The pressure is on. You are flanked by the boss and four very well-dressed potential clients. The situation is already tense. You don’t have a feel for how well the pitch is going. Just as the room becomes a little hotter, the waiter sidles up, next to you. Chin raised, he expects you to order wine for the table.
How to Choose Wine from a Restaurant Wine List
No need to panic. Don’t fumble for a Xanax. It’s just a wine list. Unlike the IRS, it won’t harm you. To the contrary, you can make the restaurant wine list your ally and trusted guide, overcome wine list panic and wind up impressing, as well as earning respect and thanks from your dinner companions.
How to Read the Wine List
A restaurant wine list is just another document. Approach a wine list as if it were a catalog because, well, because it is, and catalogs are more fun than fearsome. Everyone likes catalogs. Relax, and flip through it. Look at how the list is organized and you’ll find it easier to understand your options. Wine list organization varies, but most often categorizes wines by:
- Color – red, white, rose
- Food Course – aperitifs, dinner wines, desert wines
- Region of production – Domestic, France, Sonoma Valley
- Specials — Occasionally, the wine list will also include a special section that showcases a single winery.
Now that you are comfortable with the structure of the wine list, find out everyone’s preferences for red or white. Absent consensus for either, plan to order a bottle of each.
Let the Sommelier Choose the Wine
Depending on the restaurant, a sommelier might be on staff. It is perfectly OK to “take charge” of the situation by, in effect, delegating the choice to the house expert, especially if you need to choose a single wine that has the best chance of complementing a variety of dishes.
A true sommelier has been through these situations countless times. In fact, part of what he or she is paid to do is to help patrons navigate through the wonderful, if sometimes daunting options to match wine and food. Many are quite skilled at picking up clues from guests to help them through their selection process gracefully. For example, when talking to the wine steward or sommelier, you might point directly to a price on the list, and say that you are “thinking of something like this, but perhaps you have a more suitable recommendation?”
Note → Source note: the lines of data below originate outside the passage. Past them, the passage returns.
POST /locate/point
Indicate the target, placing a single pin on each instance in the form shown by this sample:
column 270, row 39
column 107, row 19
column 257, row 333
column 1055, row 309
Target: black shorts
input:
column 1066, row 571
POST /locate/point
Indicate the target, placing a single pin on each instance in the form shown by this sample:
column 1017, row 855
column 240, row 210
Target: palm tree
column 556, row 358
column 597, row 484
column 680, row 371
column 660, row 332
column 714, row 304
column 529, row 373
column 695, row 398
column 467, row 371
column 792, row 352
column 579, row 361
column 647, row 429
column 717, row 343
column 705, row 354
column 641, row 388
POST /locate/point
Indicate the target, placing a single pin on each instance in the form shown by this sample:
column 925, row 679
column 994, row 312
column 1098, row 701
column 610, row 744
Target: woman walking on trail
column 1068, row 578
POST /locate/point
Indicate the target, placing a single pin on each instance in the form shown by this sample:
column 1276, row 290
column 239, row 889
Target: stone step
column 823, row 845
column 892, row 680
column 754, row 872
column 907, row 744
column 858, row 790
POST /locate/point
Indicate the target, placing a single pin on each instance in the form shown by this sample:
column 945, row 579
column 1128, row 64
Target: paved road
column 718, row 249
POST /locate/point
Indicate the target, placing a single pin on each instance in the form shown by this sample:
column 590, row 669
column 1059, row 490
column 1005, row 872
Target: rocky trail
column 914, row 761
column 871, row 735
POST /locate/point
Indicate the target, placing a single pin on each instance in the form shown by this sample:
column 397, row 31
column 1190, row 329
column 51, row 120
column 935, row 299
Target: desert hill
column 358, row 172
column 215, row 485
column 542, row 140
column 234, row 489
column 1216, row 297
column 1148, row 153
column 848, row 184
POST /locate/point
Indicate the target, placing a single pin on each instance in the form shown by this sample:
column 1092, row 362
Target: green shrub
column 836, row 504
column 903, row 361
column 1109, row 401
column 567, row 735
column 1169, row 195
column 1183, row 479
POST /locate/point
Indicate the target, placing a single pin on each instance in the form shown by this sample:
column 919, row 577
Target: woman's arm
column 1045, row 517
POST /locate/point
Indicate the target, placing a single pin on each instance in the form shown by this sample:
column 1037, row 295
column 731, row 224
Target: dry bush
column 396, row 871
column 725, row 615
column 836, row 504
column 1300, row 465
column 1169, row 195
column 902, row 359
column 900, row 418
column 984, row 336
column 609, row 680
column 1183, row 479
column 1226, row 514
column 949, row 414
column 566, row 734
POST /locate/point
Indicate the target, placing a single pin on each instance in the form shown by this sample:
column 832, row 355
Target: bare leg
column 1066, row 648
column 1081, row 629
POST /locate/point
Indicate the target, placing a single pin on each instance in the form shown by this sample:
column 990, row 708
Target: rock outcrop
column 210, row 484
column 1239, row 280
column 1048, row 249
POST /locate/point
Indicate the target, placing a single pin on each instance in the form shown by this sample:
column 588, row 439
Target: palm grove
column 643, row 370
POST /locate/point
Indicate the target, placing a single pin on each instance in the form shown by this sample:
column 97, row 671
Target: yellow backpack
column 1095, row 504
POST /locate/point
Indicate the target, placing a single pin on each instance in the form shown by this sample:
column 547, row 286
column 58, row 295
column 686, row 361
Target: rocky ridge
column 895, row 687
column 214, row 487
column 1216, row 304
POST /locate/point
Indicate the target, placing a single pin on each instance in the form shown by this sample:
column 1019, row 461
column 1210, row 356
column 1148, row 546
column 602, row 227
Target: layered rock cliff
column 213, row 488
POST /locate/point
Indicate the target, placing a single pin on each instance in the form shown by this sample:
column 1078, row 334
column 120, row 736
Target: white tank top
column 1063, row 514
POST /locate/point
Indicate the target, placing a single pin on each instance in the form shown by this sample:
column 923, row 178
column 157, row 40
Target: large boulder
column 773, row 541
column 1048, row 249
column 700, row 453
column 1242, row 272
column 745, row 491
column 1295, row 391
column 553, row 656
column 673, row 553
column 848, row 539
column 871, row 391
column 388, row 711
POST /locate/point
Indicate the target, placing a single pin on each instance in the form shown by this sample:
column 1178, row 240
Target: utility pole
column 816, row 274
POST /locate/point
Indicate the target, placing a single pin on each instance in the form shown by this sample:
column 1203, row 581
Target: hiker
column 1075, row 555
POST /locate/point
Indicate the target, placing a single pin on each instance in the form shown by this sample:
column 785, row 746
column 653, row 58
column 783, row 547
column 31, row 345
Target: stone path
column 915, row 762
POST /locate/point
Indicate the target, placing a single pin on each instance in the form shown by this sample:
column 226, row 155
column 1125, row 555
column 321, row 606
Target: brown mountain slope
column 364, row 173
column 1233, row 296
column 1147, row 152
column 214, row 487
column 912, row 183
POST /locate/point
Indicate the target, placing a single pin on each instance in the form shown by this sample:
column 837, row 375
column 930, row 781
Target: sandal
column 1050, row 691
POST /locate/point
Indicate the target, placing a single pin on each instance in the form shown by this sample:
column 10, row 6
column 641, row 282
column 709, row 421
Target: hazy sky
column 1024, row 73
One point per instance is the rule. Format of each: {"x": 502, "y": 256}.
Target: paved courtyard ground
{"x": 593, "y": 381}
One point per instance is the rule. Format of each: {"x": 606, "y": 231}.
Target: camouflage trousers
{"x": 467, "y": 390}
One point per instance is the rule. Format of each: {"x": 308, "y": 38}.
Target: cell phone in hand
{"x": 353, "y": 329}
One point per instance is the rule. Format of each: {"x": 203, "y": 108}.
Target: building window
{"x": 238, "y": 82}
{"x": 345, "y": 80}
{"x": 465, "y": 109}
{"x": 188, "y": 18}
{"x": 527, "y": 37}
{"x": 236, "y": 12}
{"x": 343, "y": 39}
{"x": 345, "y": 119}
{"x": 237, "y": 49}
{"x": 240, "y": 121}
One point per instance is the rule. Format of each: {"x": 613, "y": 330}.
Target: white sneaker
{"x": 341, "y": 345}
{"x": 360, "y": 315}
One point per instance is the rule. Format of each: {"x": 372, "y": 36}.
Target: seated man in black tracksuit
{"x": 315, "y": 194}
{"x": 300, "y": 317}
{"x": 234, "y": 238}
Don’t be surprised, however, if the restaurant wine list quotes no prices.
Let the Wine List Determine Your Choice
If the wine list appears to focus on a specific region, vineyard, or varietal, it often indicates that the category pairs well with the restaurant’s fare, or perhaps a category expert has stocked the cellar. Selecting from a featured category of the list will likely lead to perfectly fine results, just as would selecting one of the evening’s dinner specials from the chef.
Let Conversation Guide Your Wine Choice
Restaurant wine lists should never make one panic. If you’re at the table with casual or new acquaintances, the list can prompt some enjoyable discussion. Talking it out can also take the pressure off the wine selection process in unplanned ways.
For example, you might notice that the list appears deep in selection of California Cabernets or Pinot Noir from Washington. Bring this up in conversation while you are looking over the restaurant wine list. Mention that you enjoyed your last trip to that region, or that you have always intended to go there. Someone else in your party may pick up the lead, and before you know it, it’s easy to have the group rally behind the notion of toasting shared experiences by trying a wine from the region.